Pero se pueden obtener interesantes variaciones, reemplazando la forma infinitiva por alguna sustantivación que más o menos venga al caso (agregar adjetivos a gusto). Ejemplos:

"Nuestro afán de paz no es, las más de las veces, sino la necesidad reprimida de hacer la guerra."

"Nuestro afán de afecto no es, las más de las veces, sino la necesidad reprimida de desapego."


"Nuestro afán de control no es, las más de las veces, sino el anhelo reprimido de precipitarnos a las profundidades del caos."


"Nuestra búsqueda de la felicidad no es, las más de las veces, sino la necesidad reprimida de ser infelices."

"Nuestra preocupación por los demás no es, las más de las veces, sino la necesidad reprimida de dar rienda suelta a nuestro egoísmo."

"Nuestro afán de igualdad no es, las más de las veces, sino el anhelo inconfesable de dominación."


Con este sencillo método podremos hacer las delicias de nuestros conocidos, embelesando a más de una desprevenida damisela y poniendo en "jaque metafísico" a más de un comedido polemista.
Advertencia: cuando intuyamos que nuestras expresiones comienzan a sonar sospechosamente parecidas a las de algún pensador francés (o posiblemente alemán), lo recomendable es suspender todo el ejercicio y dedicarnos a buscar la cita exacta.
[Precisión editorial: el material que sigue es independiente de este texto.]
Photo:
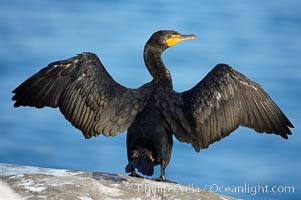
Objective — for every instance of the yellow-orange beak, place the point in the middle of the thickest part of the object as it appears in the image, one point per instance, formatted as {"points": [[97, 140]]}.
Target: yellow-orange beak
{"points": [[174, 39]]}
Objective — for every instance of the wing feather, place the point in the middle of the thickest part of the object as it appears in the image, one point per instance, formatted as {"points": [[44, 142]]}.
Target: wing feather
{"points": [[224, 100], [86, 95]]}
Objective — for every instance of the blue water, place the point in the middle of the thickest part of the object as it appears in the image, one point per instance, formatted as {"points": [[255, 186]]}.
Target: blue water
{"points": [[259, 38]]}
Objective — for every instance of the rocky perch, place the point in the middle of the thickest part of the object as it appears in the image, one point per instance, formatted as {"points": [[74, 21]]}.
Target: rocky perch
{"points": [[44, 183]]}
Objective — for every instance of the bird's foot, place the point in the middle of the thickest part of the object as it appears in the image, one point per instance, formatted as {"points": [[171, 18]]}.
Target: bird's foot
{"points": [[134, 174], [163, 179]]}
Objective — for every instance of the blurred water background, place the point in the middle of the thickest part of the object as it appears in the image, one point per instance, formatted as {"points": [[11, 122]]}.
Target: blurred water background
{"points": [[259, 38]]}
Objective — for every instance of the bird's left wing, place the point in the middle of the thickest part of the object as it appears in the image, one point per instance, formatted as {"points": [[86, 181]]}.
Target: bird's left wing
{"points": [[217, 105], [86, 95]]}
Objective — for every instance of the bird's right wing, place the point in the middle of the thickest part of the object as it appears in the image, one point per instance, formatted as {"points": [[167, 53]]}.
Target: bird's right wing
{"points": [[86, 95], [217, 105]]}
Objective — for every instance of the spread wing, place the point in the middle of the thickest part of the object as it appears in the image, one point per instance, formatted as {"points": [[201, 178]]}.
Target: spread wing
{"points": [[220, 103], [86, 95]]}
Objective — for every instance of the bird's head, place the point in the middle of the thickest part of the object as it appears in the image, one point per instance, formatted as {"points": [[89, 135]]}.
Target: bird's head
{"points": [[166, 38]]}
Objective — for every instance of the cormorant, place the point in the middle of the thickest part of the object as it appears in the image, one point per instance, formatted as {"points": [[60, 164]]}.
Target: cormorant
{"points": [[93, 102]]}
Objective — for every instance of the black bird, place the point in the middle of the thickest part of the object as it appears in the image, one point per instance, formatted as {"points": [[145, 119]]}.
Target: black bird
{"points": [[93, 102]]}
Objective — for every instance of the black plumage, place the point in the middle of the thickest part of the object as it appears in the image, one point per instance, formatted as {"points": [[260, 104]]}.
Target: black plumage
{"points": [[93, 102]]}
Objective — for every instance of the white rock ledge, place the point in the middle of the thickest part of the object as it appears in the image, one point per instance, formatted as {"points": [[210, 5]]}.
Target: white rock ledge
{"points": [[44, 183]]}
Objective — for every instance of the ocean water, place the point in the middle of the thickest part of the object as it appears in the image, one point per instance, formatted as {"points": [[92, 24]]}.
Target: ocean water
{"points": [[261, 39]]}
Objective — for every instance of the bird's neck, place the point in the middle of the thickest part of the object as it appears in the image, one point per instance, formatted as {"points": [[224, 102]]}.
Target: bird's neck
{"points": [[154, 64]]}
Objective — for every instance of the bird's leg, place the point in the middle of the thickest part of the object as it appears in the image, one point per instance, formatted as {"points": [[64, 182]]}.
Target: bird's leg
{"points": [[135, 174], [162, 177]]}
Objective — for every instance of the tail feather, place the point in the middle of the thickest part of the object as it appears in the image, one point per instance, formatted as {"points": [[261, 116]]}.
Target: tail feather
{"points": [[141, 159]]}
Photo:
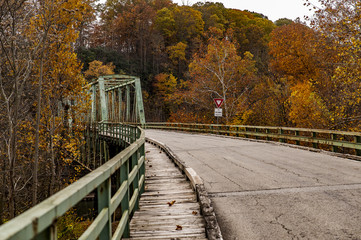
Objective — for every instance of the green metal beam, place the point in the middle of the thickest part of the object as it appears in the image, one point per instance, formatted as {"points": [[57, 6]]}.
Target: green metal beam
{"points": [[140, 106], [103, 100]]}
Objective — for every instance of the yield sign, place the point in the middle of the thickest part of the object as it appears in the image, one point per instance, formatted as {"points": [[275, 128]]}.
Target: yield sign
{"points": [[218, 101]]}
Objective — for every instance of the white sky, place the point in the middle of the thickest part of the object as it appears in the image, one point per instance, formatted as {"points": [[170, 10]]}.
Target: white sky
{"points": [[273, 9]]}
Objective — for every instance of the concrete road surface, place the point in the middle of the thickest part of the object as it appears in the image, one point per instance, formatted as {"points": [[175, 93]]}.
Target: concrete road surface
{"points": [[266, 191]]}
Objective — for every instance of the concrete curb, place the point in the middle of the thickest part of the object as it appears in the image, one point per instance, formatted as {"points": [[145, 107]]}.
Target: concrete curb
{"points": [[212, 228]]}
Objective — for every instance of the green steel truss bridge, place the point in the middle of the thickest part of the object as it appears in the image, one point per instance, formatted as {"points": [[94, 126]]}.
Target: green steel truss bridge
{"points": [[120, 180]]}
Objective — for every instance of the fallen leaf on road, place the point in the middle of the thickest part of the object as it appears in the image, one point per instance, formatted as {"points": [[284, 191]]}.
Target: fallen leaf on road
{"points": [[171, 203]]}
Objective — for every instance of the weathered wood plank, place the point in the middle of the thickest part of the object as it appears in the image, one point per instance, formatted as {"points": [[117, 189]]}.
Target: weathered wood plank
{"points": [[156, 219]]}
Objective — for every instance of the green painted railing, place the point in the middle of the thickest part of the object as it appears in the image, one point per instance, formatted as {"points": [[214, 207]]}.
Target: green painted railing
{"points": [[336, 141], [126, 171]]}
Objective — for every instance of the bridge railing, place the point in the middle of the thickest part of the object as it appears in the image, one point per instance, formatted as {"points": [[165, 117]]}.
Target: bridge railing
{"points": [[126, 171], [336, 141]]}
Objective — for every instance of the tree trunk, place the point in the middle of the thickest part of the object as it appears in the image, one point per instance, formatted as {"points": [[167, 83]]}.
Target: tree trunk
{"points": [[37, 131]]}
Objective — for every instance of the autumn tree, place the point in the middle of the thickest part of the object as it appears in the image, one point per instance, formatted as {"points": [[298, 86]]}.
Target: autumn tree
{"points": [[42, 92], [97, 68], [339, 23], [16, 62], [220, 72]]}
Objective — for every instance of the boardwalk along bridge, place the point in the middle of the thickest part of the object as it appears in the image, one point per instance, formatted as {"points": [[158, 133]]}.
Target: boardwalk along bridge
{"points": [[120, 179]]}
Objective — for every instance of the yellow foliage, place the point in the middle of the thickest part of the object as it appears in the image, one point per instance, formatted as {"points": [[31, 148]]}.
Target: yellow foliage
{"points": [[307, 109], [97, 68]]}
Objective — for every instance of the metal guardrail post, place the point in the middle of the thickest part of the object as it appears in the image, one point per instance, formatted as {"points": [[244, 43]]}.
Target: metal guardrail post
{"points": [[103, 195]]}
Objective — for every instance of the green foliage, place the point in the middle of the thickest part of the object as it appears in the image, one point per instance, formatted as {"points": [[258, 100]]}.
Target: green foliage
{"points": [[283, 21]]}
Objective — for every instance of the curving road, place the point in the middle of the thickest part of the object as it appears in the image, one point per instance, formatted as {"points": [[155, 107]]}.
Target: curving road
{"points": [[268, 191]]}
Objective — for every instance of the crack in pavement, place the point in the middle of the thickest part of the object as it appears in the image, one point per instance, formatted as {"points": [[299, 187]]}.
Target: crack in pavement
{"points": [[286, 190], [277, 222], [216, 170]]}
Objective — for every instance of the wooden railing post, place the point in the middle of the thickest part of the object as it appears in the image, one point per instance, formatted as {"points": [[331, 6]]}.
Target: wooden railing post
{"points": [[357, 140], [103, 195], [280, 132], [124, 205], [314, 136], [142, 168], [267, 132], [136, 179], [334, 137], [297, 134]]}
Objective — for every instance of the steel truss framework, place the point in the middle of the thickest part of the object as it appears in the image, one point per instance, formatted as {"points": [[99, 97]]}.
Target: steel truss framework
{"points": [[117, 98]]}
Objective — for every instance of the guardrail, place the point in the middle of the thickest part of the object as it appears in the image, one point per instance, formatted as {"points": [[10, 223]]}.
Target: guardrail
{"points": [[335, 141], [126, 170]]}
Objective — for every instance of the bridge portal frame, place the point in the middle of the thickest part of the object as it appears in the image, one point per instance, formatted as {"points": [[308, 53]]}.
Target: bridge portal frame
{"points": [[109, 89]]}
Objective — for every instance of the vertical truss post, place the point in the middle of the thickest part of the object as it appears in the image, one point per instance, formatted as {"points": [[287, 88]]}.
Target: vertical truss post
{"points": [[113, 105], [103, 100], [140, 107], [128, 103]]}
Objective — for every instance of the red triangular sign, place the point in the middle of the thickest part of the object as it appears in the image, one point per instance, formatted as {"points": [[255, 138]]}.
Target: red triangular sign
{"points": [[218, 102]]}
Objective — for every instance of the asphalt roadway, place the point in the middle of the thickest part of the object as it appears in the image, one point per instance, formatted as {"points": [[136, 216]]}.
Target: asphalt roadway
{"points": [[267, 191]]}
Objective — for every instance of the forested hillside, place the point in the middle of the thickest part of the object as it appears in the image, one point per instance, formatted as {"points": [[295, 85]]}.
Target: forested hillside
{"points": [[283, 73]]}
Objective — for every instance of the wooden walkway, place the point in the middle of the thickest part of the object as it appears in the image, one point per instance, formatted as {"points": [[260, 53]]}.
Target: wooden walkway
{"points": [[168, 207]]}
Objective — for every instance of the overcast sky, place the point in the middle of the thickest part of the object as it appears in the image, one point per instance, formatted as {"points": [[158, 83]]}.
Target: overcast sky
{"points": [[273, 9]]}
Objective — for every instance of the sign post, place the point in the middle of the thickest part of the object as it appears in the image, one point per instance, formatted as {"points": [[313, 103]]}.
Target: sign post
{"points": [[218, 109]]}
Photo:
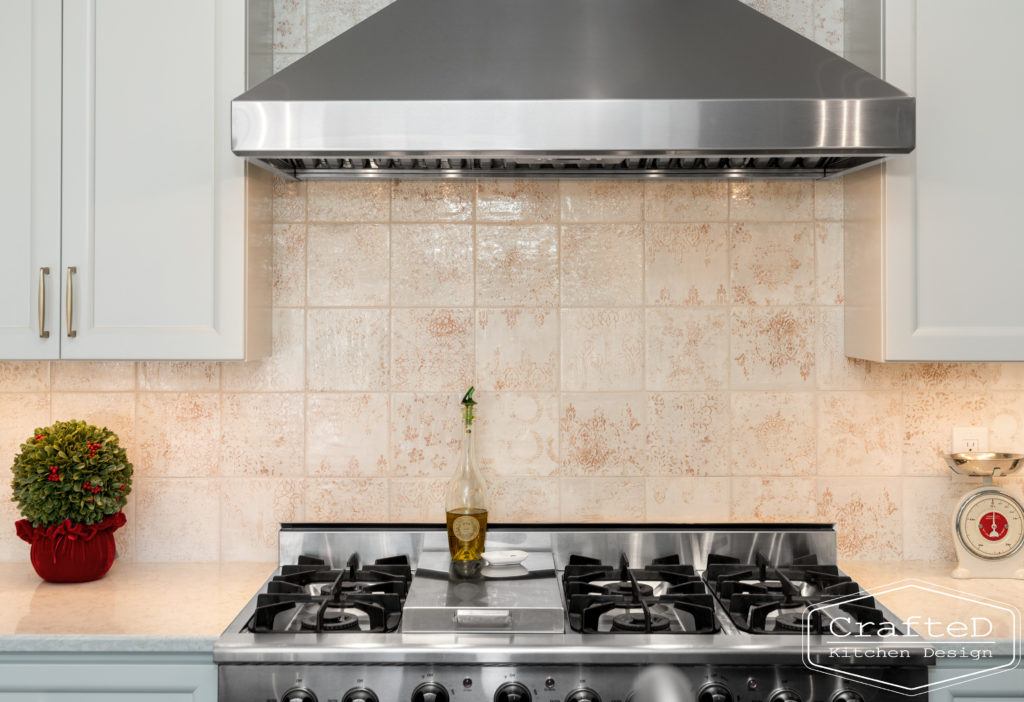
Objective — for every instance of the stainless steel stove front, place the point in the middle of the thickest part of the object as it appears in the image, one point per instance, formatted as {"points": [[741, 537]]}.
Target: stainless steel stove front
{"points": [[467, 683]]}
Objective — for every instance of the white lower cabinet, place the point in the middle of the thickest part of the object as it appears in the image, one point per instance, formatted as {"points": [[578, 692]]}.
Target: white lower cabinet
{"points": [[99, 677], [157, 244]]}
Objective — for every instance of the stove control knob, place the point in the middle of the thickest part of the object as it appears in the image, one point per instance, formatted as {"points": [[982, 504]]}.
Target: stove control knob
{"points": [[513, 692], [584, 695], [359, 695], [714, 692], [430, 692]]}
Ésto nos permitirá evitar el incómodo plagio involuntario, y además podremos apelar al argumento por autoridad (mientras tanto, como quien no quiere la cosa, haremos gala de nuestra irreprochable erudición enciclopédica).

4 comentarios:

franco dijo...

Genial. Pobre Jabès. Seguro que tenés abajo de una pila de analisyanquis un par de libros de místicos a los que le tapaste la cubierta con fotos de Frege.

Valentin Ibarra - (acertijo) dijo...

Renuevo mi desconfianza en tu siniestra mente analítica, siempre acechando.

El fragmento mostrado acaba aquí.